Culture

The Great American Race

Last Updated on August 11, 2016

I’ll admit it.  I’m not the biggest Nascar fan. In fact, I’m pretty sure I’ve never seen a race from green flag to checkered, until last night. Maybe it’s because they normally race on Sunday afternoons and I don’t have the time to sit and watch 3,400 pound, 750 horsepower stock cars, drive 200mph and turn left for four plus hours (wait a minute, that does sound kind of cool). Or maybe it’s because I have never had a vested interest in any of the drivers/cars. That all changed for “The Great American Race” this Sunday…um, I mean Monday night.

We’ve been working with Kroger and the USO (United Services Organization) on a continued relationship to promote the Honoring Our Heroes campaign. In the infancy of the partnership, we developed a brand identity, a website (honoringourheroes.com) and the big ideas for promotion and marketing. At this years Daytona 500, a Kroger associate who serves in the military presented the USO with a check for $1.5 million. Also, as a tribute to the men and women who protect our country every day, the hood of this year’s #47 Kroger car, driven by Bobby Labonte, features the names of Kroger associates who have taken military leave.

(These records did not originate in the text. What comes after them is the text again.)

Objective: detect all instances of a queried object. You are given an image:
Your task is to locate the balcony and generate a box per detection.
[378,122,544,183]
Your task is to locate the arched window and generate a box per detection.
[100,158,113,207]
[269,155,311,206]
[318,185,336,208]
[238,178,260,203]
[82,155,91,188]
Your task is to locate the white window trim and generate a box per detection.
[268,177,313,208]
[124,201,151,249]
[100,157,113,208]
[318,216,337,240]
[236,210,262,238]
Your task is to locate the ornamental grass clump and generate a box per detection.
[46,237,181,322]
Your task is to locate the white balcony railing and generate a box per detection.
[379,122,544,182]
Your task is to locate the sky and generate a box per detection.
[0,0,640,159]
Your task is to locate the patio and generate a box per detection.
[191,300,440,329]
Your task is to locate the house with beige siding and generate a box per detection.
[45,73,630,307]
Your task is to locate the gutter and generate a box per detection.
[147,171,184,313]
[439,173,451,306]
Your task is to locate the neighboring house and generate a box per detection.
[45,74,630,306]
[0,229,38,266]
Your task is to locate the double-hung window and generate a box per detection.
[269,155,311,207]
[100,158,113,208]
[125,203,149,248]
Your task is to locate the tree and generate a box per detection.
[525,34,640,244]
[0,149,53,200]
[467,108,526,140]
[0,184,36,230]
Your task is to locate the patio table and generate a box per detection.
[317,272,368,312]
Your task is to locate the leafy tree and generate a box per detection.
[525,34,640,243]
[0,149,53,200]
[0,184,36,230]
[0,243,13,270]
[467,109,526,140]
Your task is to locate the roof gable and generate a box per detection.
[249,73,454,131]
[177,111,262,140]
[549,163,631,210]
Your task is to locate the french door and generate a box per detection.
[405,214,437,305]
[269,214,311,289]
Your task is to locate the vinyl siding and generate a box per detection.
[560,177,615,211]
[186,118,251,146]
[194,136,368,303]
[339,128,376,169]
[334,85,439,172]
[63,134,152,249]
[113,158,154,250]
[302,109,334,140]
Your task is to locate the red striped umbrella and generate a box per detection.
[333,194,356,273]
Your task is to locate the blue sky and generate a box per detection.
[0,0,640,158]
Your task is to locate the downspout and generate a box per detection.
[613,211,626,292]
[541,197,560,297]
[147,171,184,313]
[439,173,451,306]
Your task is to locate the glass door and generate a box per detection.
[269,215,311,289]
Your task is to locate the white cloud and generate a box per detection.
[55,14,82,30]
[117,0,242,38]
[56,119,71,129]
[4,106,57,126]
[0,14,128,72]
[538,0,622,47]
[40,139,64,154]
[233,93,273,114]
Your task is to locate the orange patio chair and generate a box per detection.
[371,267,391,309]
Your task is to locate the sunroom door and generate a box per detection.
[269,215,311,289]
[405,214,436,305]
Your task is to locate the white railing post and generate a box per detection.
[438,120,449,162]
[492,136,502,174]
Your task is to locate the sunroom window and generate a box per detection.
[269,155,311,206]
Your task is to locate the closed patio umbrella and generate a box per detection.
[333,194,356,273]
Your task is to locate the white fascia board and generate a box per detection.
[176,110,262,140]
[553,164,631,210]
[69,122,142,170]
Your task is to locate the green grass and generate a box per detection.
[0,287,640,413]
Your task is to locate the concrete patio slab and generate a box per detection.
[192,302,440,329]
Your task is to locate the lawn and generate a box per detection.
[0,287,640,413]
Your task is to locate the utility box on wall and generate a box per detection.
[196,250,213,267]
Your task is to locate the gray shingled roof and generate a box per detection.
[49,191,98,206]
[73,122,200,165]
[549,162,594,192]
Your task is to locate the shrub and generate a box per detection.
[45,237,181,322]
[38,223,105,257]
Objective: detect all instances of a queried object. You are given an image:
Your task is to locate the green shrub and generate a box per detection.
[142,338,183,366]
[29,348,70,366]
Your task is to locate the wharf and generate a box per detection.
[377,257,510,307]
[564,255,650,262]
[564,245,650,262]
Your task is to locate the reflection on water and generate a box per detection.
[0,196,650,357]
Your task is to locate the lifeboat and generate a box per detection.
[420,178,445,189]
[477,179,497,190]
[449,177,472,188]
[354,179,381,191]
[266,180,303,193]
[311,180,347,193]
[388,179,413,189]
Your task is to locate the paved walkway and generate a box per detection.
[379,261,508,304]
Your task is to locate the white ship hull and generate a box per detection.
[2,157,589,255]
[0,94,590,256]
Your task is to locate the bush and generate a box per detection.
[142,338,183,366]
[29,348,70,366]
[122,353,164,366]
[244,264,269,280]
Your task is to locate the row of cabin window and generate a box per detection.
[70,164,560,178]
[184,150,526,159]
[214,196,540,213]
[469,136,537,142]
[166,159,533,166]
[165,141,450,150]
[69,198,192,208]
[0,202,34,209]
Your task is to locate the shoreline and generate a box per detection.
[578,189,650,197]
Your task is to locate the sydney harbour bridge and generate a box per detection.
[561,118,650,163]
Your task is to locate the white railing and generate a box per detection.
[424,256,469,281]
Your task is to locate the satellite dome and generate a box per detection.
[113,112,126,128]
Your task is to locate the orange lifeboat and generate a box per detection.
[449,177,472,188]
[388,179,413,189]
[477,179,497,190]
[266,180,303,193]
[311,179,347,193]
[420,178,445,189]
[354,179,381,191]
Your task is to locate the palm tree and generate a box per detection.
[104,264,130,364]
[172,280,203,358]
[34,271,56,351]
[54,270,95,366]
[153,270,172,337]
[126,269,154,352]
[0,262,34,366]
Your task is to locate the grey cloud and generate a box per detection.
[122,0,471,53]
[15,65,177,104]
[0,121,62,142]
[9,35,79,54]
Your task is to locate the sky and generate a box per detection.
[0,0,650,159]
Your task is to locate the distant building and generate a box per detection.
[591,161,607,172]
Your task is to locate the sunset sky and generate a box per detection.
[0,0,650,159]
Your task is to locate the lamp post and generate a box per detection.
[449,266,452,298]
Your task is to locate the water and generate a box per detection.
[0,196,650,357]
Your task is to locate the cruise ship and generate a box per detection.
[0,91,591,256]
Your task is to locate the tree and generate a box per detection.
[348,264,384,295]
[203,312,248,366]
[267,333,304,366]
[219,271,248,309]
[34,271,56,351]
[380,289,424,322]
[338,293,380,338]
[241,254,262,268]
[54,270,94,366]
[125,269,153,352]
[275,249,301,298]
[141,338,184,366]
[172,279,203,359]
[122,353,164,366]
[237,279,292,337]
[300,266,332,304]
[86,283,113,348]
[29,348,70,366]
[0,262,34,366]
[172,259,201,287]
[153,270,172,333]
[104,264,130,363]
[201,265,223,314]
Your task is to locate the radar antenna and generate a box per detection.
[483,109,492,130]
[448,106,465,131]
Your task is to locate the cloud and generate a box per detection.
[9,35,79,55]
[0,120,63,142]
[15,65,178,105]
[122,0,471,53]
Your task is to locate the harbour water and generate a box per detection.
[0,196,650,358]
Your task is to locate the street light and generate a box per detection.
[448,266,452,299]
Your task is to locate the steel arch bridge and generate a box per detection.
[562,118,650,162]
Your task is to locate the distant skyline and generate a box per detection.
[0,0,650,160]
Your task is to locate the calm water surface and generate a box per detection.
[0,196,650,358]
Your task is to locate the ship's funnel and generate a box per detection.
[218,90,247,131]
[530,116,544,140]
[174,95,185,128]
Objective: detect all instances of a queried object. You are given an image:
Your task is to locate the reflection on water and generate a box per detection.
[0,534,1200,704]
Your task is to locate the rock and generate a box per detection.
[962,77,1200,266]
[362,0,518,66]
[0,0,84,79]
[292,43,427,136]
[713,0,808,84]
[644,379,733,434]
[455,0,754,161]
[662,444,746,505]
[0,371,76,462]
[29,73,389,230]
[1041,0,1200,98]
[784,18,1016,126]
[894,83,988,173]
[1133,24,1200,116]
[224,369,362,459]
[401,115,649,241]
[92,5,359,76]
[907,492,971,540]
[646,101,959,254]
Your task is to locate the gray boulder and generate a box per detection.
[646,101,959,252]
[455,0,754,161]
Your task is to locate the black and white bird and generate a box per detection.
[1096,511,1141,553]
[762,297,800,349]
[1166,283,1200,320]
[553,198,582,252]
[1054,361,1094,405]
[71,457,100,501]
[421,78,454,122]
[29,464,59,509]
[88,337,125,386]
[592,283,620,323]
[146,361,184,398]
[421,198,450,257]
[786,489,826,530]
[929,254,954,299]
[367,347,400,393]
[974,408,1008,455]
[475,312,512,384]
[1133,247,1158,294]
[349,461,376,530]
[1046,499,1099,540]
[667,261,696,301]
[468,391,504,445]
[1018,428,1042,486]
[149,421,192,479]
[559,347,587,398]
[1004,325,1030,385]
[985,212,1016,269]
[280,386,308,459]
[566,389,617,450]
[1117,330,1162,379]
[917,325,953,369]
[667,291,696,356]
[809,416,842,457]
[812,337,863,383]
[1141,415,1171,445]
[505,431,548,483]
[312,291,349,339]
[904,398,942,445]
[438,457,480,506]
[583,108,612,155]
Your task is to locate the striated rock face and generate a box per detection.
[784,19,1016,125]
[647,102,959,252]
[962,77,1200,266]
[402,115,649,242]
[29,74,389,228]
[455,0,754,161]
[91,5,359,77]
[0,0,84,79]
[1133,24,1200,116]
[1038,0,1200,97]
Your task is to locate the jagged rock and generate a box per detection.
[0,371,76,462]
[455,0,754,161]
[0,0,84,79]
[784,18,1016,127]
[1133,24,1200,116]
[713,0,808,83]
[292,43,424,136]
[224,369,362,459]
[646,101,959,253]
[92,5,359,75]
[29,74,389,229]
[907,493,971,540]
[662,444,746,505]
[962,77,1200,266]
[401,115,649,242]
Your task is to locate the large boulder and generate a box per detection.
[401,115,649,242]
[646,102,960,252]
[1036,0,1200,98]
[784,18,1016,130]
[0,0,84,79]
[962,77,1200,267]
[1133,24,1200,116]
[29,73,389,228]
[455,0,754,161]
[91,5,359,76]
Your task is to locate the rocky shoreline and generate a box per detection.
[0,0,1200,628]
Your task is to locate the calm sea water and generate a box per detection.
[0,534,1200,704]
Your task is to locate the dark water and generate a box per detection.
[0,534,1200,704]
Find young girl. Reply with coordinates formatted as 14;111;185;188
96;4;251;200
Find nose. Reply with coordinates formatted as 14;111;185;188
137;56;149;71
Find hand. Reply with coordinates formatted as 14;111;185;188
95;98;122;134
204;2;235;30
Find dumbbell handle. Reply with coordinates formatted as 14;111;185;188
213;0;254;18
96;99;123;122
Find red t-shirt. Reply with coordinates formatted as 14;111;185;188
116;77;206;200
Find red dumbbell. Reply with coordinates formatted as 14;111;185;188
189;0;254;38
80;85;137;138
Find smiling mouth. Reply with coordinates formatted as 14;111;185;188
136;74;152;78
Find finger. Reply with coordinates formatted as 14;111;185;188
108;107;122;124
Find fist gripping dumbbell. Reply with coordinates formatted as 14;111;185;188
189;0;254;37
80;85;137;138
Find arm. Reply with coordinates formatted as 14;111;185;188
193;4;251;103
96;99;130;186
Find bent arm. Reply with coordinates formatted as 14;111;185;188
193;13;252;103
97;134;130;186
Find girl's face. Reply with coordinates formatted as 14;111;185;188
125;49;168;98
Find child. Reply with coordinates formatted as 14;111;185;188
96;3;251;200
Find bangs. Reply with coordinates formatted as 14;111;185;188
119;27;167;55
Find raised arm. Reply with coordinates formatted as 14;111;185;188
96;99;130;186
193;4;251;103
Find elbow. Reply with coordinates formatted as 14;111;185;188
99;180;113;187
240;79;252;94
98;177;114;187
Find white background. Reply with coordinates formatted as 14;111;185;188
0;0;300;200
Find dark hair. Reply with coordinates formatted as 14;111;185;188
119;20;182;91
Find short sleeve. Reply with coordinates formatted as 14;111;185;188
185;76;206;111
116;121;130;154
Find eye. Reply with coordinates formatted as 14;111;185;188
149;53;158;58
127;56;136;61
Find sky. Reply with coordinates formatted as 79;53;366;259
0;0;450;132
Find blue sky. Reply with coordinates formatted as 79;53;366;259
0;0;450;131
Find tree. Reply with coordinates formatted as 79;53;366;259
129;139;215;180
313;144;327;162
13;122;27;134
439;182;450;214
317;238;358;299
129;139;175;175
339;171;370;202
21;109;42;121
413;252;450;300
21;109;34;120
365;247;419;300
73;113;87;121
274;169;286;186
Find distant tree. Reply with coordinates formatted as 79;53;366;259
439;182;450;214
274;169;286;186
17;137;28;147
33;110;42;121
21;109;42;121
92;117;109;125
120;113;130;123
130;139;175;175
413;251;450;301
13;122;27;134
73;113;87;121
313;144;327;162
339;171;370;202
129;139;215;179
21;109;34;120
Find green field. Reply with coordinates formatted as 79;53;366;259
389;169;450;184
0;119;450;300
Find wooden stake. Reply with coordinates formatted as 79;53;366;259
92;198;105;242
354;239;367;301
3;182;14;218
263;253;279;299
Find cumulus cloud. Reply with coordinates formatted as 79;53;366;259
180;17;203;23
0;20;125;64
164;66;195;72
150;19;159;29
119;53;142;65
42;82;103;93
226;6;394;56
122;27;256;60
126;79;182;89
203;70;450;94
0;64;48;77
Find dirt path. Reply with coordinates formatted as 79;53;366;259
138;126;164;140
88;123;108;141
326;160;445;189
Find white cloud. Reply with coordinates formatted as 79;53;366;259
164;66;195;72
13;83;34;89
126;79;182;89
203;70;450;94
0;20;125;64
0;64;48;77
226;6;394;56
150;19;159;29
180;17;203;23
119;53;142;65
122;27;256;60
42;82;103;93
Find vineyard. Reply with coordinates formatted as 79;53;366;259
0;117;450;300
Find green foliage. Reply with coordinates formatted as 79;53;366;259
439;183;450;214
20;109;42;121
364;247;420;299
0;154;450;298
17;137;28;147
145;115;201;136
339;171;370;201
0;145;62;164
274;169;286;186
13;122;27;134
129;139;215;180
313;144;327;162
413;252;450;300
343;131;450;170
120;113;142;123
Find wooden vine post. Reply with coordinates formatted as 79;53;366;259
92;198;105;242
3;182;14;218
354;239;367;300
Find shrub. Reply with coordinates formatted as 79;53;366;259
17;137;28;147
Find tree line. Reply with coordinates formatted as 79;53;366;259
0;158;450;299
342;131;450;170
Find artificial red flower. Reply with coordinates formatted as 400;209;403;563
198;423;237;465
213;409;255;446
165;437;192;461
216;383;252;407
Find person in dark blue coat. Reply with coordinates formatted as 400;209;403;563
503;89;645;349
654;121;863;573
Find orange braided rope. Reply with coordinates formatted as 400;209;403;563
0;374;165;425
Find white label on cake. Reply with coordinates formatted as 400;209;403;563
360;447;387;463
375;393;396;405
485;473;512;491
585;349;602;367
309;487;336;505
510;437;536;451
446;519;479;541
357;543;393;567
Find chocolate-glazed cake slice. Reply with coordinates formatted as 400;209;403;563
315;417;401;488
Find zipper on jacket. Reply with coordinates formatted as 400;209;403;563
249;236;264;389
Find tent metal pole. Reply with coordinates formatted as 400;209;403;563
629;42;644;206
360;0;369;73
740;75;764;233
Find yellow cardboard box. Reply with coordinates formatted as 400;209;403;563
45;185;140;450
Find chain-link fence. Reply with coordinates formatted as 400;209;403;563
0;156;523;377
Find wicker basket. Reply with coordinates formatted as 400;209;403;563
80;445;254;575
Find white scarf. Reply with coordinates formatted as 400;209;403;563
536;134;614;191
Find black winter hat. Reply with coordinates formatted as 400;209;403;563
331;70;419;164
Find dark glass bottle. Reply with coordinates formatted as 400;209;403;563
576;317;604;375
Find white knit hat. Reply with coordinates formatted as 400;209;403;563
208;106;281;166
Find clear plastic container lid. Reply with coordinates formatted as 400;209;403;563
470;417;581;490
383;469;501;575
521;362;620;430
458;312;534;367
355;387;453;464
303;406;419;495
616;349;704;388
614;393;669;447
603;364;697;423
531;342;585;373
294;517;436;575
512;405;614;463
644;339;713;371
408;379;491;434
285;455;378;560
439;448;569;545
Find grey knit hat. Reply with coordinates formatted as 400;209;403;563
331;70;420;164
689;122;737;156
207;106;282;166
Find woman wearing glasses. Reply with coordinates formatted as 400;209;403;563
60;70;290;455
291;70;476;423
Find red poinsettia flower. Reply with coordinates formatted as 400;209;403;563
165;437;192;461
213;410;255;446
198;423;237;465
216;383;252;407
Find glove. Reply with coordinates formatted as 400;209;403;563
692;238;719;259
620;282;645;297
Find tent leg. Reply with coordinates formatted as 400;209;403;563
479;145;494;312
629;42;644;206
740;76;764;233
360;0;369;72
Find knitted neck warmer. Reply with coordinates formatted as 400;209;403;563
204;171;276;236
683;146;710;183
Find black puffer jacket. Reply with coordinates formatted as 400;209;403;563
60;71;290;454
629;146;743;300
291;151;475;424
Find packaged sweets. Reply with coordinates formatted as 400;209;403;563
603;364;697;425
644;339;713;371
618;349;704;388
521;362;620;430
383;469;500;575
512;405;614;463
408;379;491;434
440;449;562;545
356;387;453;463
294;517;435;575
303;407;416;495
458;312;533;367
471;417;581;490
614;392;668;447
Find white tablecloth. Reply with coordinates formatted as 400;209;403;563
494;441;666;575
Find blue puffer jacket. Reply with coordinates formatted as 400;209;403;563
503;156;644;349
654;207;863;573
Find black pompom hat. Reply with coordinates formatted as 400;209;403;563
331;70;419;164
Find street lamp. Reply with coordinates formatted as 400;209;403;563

All of this is fantastic, and we are proud to be involved in such a worthy venture. So last night I figured I would turn on the race and see how Bobby was doing. There he was, turning left, and low and behold so was our Honoring Our Heroes logo (to the right of the #47 with the four stars). Color me surprised! We had no idea that something we created would be seen by millions of people all over the world. I was now hooked!  I watched the entire race–wrecks, cautions, fires, and checkered flag–glued to the red, white, and blue Kroger car as it made moves on the outside, avoided catastrophic collisions, and ultimately survived to finish 14th. Good job Bobby! You’ve made us all proud, especially the true heroes on this long Monday night of racing, the men and women of our Armed Forces.